Boca Torcida eructa con fuerza, pero incluso él siente una mierdosa nostalgia por todos aquellos nombres, esos raídos fantasmas que como la señorita Lombardi atraviesan sin hacer ruido las mugrientas ruinas del Gran circo de los hermanos Scarpa.

El señor José Scarpa apura el contenido del jarro y con voz atribulada memora aquella época de esplendores, cuando el circo competía con el teatro y las demás bellas expresiones y todos ellos eran tenidos como artistas y no poco menos que por unos vagabundos, tal cual sucede ahora, esta otra época de oscuridades en la cual el materialismo más desenfrenado ha corrompido las buenas costumbres y,
per oblicua
, envenenado el arte, promoviendo descaradas deformaciones del espectáculo, como el biógrafo y otros engendros mecanicistas que usurpan el lugar del talento. Véase si no la bochornosa situación de aquel gran circo (señala con una mano huesuda la carpa agujereada, las jaulas pestilentes, toda aquella trashumante miseria) disputado en otro tiempo por pueblos y ciudades, cuna de grandes artistas como el preciado Montenegro o el fabuloso Tiberio Rocco-Guzzi (a) Dedos Brujos, por no mencionar al propio Vicente Scarpa, justa de competente ingenio, suceso de tanto regocijo, encantada figuración del mundo, ambulante ilusión…

La voz de Scarpa se disipó en un susurro, y entornando los ojos quedó absorto en la contemplación de aquel pasado. El Príncipe, hondamente conmovido por tal evocación, se puso de pie como empujado por un resorte, y si bien el primer momento pareció que iba a pronunciar algunas palabras alusivas, se abalanzó de golpe sobre el afilado señor Scarpa y lo abrazó o más bien estrujó, aguantando una furtiva lágrima. El enano Perinola, no menos afectado, abrazó una pierna del señor Scarpa y el señor Nuño se paró y se quitó el sombrero.

Volvieron a sentarse. El señor Scarpa, que se había recobrado, llenó los jarros, y haciendo un resumen de la situación, dijo:

—Hasta hace un par de años montábamos la carpa en la Plaza Municipal, luego nos corrieron al barrio del Mercado y ahora, por fin, nos confinaron en este baldío, que es poco menos como negarnos la entrada a la ciudad.

—¡Puta Babilonia! —terció o torció Boca Torcida.

—Ahora son más los artistas que los espectadores y la mitad de las entradas de favor.

El Príncipe comenzaba a alarmarse.

—En memoria de mi querido hermano, que Dios lo tenga en la gloria —el crápula de Perinola mira con toda intención hacia lo alto haciendo visera con la mano—, he tratado de sostener este negocio, quiero decir, este circo todo lo posible.

La cara de Scarpa se iba endureciendo y transformando en la del conde Stroface.

—Precisamente con esa intención o casi obsesión fue que pensé en usted, mi querido Príncipe.

—¡Querido y dilecto amigo!

—Pero…

—¿Pero?…

Scarpa suspira, calla un instante, aunque en seguida, con un gesto de entereza, se repone Stroface.

—Todo ha sido inútil.

—No entiendo.

—Muy simple. Querido amigo…

—Querido y dilecto amigo, diga usted de una vez.

—Mañana levanto la carpa y me marcho a Venezuela.

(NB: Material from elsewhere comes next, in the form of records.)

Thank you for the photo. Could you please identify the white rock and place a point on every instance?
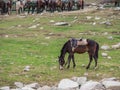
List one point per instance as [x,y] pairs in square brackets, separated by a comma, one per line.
[104,54]
[67,84]
[115,46]
[94,23]
[81,80]
[45,88]
[109,79]
[97,18]
[109,57]
[32,27]
[92,85]
[27,88]
[88,17]
[19,84]
[41,28]
[33,85]
[61,24]
[108,84]
[5,88]
[110,38]
[47,37]
[6,36]
[27,68]
[52,21]
[105,47]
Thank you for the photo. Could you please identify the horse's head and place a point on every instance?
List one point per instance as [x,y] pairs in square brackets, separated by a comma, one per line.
[61,62]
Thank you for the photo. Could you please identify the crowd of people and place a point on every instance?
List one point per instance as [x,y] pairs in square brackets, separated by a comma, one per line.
[37,6]
[32,6]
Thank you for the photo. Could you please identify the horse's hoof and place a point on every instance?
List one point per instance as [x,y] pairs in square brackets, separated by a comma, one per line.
[95,68]
[87,68]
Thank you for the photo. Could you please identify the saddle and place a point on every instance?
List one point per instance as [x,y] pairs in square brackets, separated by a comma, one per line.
[77,42]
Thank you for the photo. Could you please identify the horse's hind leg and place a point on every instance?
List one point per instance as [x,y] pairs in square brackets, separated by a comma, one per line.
[73,61]
[69,60]
[90,57]
[95,58]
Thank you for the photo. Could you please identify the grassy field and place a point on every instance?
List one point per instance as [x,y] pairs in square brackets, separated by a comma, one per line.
[40,47]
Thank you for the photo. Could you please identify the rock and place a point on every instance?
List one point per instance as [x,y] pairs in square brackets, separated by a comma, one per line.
[110,38]
[117,9]
[19,84]
[109,79]
[105,47]
[5,88]
[67,84]
[85,74]
[80,80]
[32,27]
[104,54]
[44,88]
[94,23]
[109,57]
[92,85]
[109,84]
[88,17]
[33,85]
[97,18]
[115,46]
[27,68]
[52,21]
[61,24]
[26,88]
[41,28]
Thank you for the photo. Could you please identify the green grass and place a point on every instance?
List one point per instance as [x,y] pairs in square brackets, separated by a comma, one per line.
[21,46]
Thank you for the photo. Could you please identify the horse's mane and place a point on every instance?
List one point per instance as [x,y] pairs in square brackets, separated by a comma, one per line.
[64,48]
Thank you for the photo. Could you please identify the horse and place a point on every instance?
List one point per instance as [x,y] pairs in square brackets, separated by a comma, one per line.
[52,5]
[80,4]
[19,6]
[70,4]
[9,7]
[2,6]
[80,46]
[30,5]
[40,5]
[60,5]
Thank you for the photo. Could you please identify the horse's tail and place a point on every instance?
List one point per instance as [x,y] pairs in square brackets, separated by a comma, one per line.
[97,50]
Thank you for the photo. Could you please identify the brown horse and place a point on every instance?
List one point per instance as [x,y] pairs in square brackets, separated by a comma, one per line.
[70,5]
[2,6]
[60,5]
[9,6]
[80,4]
[73,46]
[40,6]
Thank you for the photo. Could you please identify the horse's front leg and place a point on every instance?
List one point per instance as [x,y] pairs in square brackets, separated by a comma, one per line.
[95,58]
[73,59]
[90,57]
[69,60]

El Príncipe pega un salto.

—¿Cómo debo entender eso?

—Calma, calma, mi querido amigo. Permítame explicarle.

El Príncipe se vuelve a sentar, pero ahora se soba la cara y mira a Stroface por un solo ojo.

—La situación es ésta. Y abrevio. El señor Alejo Carpodio…

—Conozco a ese hijo de puta.

—Yo diría más bien un hijo de las circunstancias.

—Cuestión de nombres.

—Bien; sea lo que fuere en su intimidad, el hecho es que ha prosperado en la Venezuela como empresario.

—Eso confirma su naturaleza.

—Actualmente es dueño del Pabellón Nacional, que fuera el Gran Apolo…

—De los hermanos Calviño, que no eran hermanos propiamente, sino en sentido alegórico. Trabajé con ellos hace cuatro años en Trevelino, lo más próximo al culo del mundo. Francamente no sé cómo ha ido a parar allí.

—El señor Carpodio, en resumen, conociendo mi situación, me ha propuesto asociarnos. La idea no me entusiasma, le confieso, pero no veo otra forma de salvar lo poco que queda.

El Príncipe lo mira con expresión incierta.

—¿Y bien?

—Por lo que a usted toca…

—Por lo que a mí toca…

—He pensado…

—Ha pensado…

—…que o bien podría venirse con nosotros…

—¿A Venezuela?

—A Venezuela.

—¡Ni loco!

—O bien quedarse con una parte de los trastos, como compensación, digamos, pues tendré que desprenderme de casi todos ellos, muy a mi pesar.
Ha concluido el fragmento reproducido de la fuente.